I have never worked anywhere else, so my question..is it this bad everywhere? Is this just what nursing is? Having no aides or LPNs to help out.... each RN expected to work the floor, assess 7 patients, give meds to those patients, perform all patient care, pass dinner trays, feed patients, perform wound care, walk the halls with patients, take out discharges, etc.

I have heard stories of hospitals that have multiple CNA's and LPN's to help with care & med pass but I wonder if they are true. Is the grass really greener on the other side? I am considering leaving my current job but don't want to go through all that to find more of the same. Advice would be appreciated : )

That sounds almost like my job.
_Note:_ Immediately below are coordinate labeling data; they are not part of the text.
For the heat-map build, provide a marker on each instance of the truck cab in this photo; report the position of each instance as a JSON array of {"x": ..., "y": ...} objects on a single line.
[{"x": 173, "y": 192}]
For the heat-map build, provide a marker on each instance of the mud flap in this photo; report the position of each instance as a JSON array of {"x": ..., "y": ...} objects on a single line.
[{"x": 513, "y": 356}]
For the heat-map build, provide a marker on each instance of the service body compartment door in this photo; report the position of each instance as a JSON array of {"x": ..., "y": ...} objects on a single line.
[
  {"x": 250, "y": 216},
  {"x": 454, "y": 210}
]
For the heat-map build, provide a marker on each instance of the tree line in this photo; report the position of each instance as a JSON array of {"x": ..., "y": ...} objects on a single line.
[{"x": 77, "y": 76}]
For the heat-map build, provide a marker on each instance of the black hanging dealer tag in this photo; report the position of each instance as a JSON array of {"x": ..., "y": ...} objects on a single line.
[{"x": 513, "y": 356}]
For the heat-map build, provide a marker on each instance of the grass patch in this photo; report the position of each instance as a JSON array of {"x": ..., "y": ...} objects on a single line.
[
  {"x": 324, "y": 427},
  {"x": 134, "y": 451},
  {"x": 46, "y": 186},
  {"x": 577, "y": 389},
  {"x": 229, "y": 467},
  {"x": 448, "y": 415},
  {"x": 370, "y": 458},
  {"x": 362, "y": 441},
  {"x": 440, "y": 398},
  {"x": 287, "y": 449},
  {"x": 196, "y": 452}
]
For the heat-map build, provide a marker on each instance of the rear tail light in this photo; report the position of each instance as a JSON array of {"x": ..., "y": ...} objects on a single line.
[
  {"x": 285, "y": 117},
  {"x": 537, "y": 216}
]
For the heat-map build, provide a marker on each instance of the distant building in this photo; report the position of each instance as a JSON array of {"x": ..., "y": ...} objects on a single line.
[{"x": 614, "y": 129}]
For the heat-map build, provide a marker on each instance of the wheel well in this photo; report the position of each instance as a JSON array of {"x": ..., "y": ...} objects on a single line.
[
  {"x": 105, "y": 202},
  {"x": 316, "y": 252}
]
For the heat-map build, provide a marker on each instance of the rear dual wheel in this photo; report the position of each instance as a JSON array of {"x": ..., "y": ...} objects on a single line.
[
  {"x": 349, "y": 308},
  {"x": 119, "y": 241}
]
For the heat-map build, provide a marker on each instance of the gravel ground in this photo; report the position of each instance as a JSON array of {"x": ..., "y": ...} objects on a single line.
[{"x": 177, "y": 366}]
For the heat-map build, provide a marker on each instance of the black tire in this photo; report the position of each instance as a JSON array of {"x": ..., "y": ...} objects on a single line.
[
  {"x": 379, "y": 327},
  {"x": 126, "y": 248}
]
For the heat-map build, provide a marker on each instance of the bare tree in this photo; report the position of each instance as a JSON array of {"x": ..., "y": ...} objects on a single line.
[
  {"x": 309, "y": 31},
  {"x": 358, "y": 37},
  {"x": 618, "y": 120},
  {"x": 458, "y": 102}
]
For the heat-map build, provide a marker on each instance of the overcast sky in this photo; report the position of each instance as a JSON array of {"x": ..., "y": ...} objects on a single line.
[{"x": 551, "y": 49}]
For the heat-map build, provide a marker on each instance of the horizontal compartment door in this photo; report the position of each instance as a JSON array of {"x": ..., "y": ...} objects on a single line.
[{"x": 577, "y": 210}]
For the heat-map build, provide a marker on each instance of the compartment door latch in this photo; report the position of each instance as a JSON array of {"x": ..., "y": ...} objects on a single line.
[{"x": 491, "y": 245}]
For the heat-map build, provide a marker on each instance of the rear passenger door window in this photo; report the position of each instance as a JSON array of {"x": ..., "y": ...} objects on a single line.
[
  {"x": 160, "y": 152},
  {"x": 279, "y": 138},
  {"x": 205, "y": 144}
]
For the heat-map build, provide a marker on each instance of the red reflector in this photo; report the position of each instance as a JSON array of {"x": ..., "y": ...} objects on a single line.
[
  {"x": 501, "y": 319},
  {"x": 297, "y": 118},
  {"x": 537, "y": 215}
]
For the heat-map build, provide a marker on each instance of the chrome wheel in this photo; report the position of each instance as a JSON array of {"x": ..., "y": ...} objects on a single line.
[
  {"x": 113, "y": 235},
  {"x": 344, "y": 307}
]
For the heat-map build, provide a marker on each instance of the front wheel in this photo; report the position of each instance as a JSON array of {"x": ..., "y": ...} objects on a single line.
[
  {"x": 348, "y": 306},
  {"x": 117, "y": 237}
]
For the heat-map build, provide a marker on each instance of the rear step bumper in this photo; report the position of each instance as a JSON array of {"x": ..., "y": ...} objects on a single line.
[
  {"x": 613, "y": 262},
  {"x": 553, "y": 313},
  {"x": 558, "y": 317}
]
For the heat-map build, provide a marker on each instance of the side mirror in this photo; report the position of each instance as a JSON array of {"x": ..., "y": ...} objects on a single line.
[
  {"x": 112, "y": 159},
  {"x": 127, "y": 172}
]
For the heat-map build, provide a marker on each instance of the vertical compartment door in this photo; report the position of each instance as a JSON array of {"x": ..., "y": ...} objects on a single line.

The differences are:

1. they are giving us 8 patients instead of 7 (6 was our max last year!)

2. we do have LVNs, but they have 8 patients of their own and we have to do their admissions, hang their blood, etc. on top of caring for our own 8 patients

3. we do have CNAs, but they often have 20+ patients, and sometimes even the whole floor (40+)

4. I am VERY lucky to have VERY good and VERY experienced nurses around! There are three of them who save my life (or at least my sanity) on a weekly basis and make me want to stick around. A lot of people who started after me have already quit after finding something "easier".